Steering — redirect a running agent without losing its history

Instead of stopping and re-prompting an agent from scratch, you can pause a running work unit, inject a constraint or correction (“use Redis instead of SQLite”), and the system forks a sibling work unit that resumes with that constraint in its plan context. The original work unit’s decision log is untouched — steering never rewrites history, it branches from it. You can also fork from any specific node in Trajectory Replay, not just the live edge.

Counterfactual replay — “what would a different model do here?”
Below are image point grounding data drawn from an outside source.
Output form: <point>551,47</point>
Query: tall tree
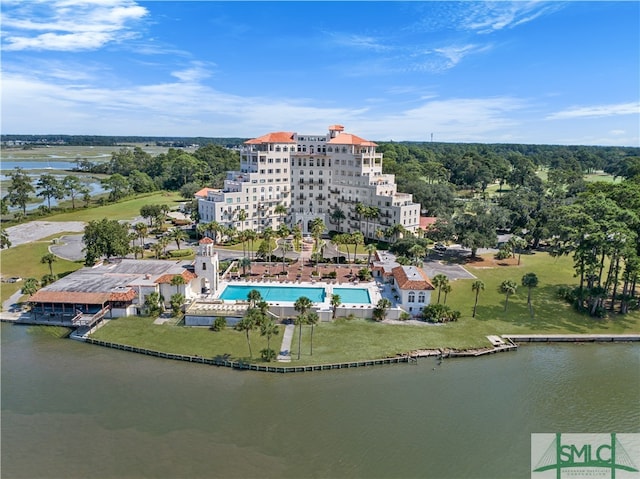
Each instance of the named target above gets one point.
<point>302,305</point>
<point>476,286</point>
<point>530,281</point>
<point>268,328</point>
<point>336,301</point>
<point>20,189</point>
<point>312,319</point>
<point>439,280</point>
<point>247,324</point>
<point>49,259</point>
<point>105,238</point>
<point>73,188</point>
<point>49,187</point>
<point>508,287</point>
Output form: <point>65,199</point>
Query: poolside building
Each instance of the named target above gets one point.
<point>312,176</point>
<point>120,287</point>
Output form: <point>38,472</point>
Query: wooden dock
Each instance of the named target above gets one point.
<point>571,338</point>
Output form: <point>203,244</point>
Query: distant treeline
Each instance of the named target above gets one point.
<point>94,140</point>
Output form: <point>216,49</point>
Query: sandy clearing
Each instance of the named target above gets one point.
<point>35,230</point>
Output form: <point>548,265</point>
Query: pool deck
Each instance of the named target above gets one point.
<point>372,288</point>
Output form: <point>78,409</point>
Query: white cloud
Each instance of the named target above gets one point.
<point>68,25</point>
<point>597,111</point>
<point>487,17</point>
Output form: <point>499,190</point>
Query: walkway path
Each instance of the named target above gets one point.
<point>285,349</point>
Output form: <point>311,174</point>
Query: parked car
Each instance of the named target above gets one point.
<point>440,247</point>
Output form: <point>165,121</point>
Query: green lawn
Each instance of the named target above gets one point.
<point>123,210</point>
<point>24,261</point>
<point>349,340</point>
<point>141,332</point>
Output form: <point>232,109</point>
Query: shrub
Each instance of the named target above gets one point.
<point>179,253</point>
<point>503,253</point>
<point>219,324</point>
<point>268,354</point>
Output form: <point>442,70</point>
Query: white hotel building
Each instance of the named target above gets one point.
<point>311,175</point>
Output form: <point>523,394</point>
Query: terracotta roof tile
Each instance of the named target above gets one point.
<point>276,137</point>
<point>411,277</point>
<point>78,297</point>
<point>349,139</point>
<point>203,192</point>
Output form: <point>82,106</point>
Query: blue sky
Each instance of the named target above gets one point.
<point>512,72</point>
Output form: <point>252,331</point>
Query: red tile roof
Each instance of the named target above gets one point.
<point>186,275</point>
<point>203,192</point>
<point>426,221</point>
<point>72,297</point>
<point>411,278</point>
<point>276,137</point>
<point>349,139</point>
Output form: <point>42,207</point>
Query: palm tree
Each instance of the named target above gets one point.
<point>281,210</point>
<point>302,305</point>
<point>177,281</point>
<point>446,289</point>
<point>517,243</point>
<point>508,287</point>
<point>297,236</point>
<point>360,210</point>
<point>245,263</point>
<point>254,297</point>
<point>380,311</point>
<point>267,235</point>
<point>141,230</point>
<point>530,281</point>
<point>439,280</point>
<point>357,238</point>
<point>268,328</point>
<point>49,258</point>
<point>248,323</point>
<point>285,248</point>
<point>317,227</point>
<point>337,216</point>
<point>370,249</point>
<point>312,319</point>
<point>371,213</point>
<point>476,286</point>
<point>336,301</point>
<point>30,286</point>
<point>213,228</point>
<point>178,235</point>
<point>250,236</point>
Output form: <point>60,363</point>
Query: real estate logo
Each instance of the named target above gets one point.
<point>577,456</point>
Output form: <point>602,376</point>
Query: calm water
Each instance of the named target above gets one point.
<point>274,293</point>
<point>75,410</point>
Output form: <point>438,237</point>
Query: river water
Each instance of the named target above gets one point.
<point>75,410</point>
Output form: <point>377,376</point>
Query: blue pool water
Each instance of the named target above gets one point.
<point>274,293</point>
<point>353,295</point>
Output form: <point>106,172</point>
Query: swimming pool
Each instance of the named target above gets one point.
<point>274,293</point>
<point>353,295</point>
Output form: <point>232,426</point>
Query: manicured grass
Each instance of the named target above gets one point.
<point>350,340</point>
<point>123,210</point>
<point>141,332</point>
<point>24,261</point>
From any completed work unit, Run with different model branches from that proposal’s base state and re-runs the same goal under a different profile. The result is a new sibling work unit; selecting it shows a Compare with Original view (proposals, confidence, file coverage side by side) without disturbing the original.

Putting it together

A typical autonomous run: you describe a goal, pick Agent Approval (or Hybrid) so it doesn’t need you at the merge gate, turn on the candidate branch so nothing touches main directly, optionally require build+test evidence before any proposal is even accepted, and — if you’re unsure which approach is best — launch it as a Multi-Model or Architecture experiment instead of a single run. You can walk away; when you come back, either a completed merge is waiting on candidate for you to promote, or a decision (a rejected proposal, a paused agent awaiting your steering input, or a set of forks awaiting Pick Winner) is waiting in the Decision Tree. See Reference → Control Tower UI for every control these features expose in the extension, and Reference → API surface for the full MCP/REST surface behind them.